Turizm tedbirleri: Kızgın demire düşen damla…
Başbakan Prof. Dr. Ahmet Davutoğlu, önceki gün yanına aldığı 4 bakanı ve önemli sektör temsilcileri ile turizme ilişkin bazı tedbirleri kamuoyuna açıkladı.
Bu tedbirlerin alınma nedeni, özellikle Rusya ile yaşanan sorunlar nedeniyle daha da kristalize olan turizmdeki krizin aşılabilmesiydi. Gerçekten de Rus uçağının düşürülmesiyle turizm de adeta yere çakılmıştı.
Öte yandan ülkede yaşanan terör belası da ülkeye turist getiren yabancı tur operatörleri gibi sektör oyuncularını tedirgin etmişti ve buna bağlı olarak Türkiye destinasyonundan vaz geçmişlerdi. Özellikle Avrupa Birliği bölgesinden gelen turist sayısında da azalma olmuştu.
Sektörde otel satışları, el değiştirmeler, tam veya kısmi kapatmalar, gündeme gelince konu artık kronik hal almıştı.
Bunun üzerine Başbakan Davutoğlu inisiyatif aldı ve bazı tedbirleri gündeme getirerek uygulamaya koymaya karar verdi.
Bu tedbirler 9 madde halinde sıralandı.
Tekrar hatırlayalım…
1. madde: Tüm dünyadan Türkiye’ye turist getiren A grubu seyahat acentalarına uçuş başına destek verilmesi ile ilgili karar çıktı. 1 Nisan-31 Mayıs 2016 tarihleri arasında, tüm ülkelerden turist getiren A grubu seyahat acentelerine uçuş başı 6 bin dolar destek verilecek.
2. madde: Türkiye’ye turist getiren A grubu seyahat acentelerine Kredi Garanti Fonu teminatı ile kredi kullanma imkanı sağlanıyor. Geçtiğimiz yıl bu destekten yararlanacak firmalar için turist getirecek ülke sayısı 13 olarak belirlenmişken; 2016’da bu destek 26’ya çıkarıldı. Kredi başvuru tarihinden bir önceki yıl en az 400 bin turist getiren A grubu seyahat acentelerine Kredi Garanti Fonu kefalet desteğiyle 100 milyon TL’ye kadar kredi kullanma imkanı getiriliyor.
3. madde: Turizm sektöründe muhtemel bir daralma ya da kredilerin geri dönüşünde yaşanabilecek sorunlar söz konusu olduğunda sektör firmalarının banka borçlarında yeniden yapılandırmaya gidilecek.
4 madde: Kültür ve Turizm Bakanlığı’ndan belgeli deniz turizmi tesisleri Ekonomi Bakanlığı’nın teşviklerinden faydalandırılacak.
5. madde: Konaklama ile deniz turizmi tesislerinden bir önceki yıl 750 bin dolar döviz getirenler bundan sonra ihracatçı sayılacak.

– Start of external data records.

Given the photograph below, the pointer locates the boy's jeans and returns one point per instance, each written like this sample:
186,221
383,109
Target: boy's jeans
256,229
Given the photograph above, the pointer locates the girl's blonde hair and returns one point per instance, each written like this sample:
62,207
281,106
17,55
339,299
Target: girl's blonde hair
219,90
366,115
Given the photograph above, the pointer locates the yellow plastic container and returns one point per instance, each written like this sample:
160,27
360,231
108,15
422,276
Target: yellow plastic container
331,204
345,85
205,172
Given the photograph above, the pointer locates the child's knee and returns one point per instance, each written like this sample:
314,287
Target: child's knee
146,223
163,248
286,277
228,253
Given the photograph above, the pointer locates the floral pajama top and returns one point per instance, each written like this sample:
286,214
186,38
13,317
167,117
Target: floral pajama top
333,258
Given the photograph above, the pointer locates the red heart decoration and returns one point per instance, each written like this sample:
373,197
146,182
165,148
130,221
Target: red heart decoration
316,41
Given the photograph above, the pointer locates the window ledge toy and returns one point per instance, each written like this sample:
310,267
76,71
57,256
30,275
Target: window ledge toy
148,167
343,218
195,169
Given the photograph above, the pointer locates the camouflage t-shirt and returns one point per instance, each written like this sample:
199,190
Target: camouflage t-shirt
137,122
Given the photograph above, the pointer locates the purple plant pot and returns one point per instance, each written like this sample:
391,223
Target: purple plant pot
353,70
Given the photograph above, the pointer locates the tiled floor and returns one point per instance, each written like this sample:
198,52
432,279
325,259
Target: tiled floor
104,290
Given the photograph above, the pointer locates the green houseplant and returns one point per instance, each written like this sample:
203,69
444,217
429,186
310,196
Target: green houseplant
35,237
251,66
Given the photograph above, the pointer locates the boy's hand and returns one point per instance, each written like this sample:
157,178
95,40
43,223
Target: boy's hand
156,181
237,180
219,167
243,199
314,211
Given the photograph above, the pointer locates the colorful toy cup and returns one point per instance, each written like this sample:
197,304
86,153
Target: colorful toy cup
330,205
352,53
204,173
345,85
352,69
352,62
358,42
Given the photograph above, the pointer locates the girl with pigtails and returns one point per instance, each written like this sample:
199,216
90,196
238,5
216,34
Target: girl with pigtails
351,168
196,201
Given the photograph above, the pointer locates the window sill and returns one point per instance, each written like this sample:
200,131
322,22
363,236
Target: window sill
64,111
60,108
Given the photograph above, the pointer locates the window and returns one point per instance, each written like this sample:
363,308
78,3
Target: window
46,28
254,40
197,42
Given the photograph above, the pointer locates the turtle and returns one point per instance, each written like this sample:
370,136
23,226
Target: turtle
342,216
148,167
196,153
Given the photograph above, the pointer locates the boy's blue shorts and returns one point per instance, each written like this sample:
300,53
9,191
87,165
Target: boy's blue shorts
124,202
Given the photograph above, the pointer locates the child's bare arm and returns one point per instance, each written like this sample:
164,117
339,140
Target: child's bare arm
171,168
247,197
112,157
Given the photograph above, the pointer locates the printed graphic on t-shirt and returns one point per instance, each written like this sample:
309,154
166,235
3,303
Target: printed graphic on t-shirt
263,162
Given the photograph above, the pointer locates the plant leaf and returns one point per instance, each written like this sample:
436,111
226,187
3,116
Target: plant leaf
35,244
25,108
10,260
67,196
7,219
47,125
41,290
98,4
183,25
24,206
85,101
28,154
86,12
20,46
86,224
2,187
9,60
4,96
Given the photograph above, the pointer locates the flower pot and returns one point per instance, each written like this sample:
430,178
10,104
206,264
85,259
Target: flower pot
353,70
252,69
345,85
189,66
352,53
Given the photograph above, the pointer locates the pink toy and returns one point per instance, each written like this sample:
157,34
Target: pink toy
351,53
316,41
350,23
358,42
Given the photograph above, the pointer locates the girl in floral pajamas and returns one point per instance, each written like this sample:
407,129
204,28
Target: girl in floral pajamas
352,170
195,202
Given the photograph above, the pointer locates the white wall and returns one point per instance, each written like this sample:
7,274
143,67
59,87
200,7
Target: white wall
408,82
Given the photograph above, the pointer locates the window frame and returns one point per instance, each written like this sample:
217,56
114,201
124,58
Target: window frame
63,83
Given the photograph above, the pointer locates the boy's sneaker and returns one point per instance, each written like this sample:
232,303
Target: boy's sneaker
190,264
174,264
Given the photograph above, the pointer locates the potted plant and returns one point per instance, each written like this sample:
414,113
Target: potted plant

Daha önce var olan 1 milyon dolar şartı 750 bin dolara indirilecek.
6. madde: Çevreye duyarlı konaklama tesisi belgeli işletmeler, halen verilmekte olan enerji desteğine ek olarak, su, atık su ve katı atık bedellerinin bulundukları bölge itibarıyla en düşük tarife uygulanacak.
7. madde: Bakanlık belgeli konaklama tesislerinin ecrimisil bedellerinin 2016 yılı ödemelerinin ertelenmesi ve takip eden 3 yılda 3 eşit taksit ödenmesi hususunda gerekli düzenlemeler yapılacak.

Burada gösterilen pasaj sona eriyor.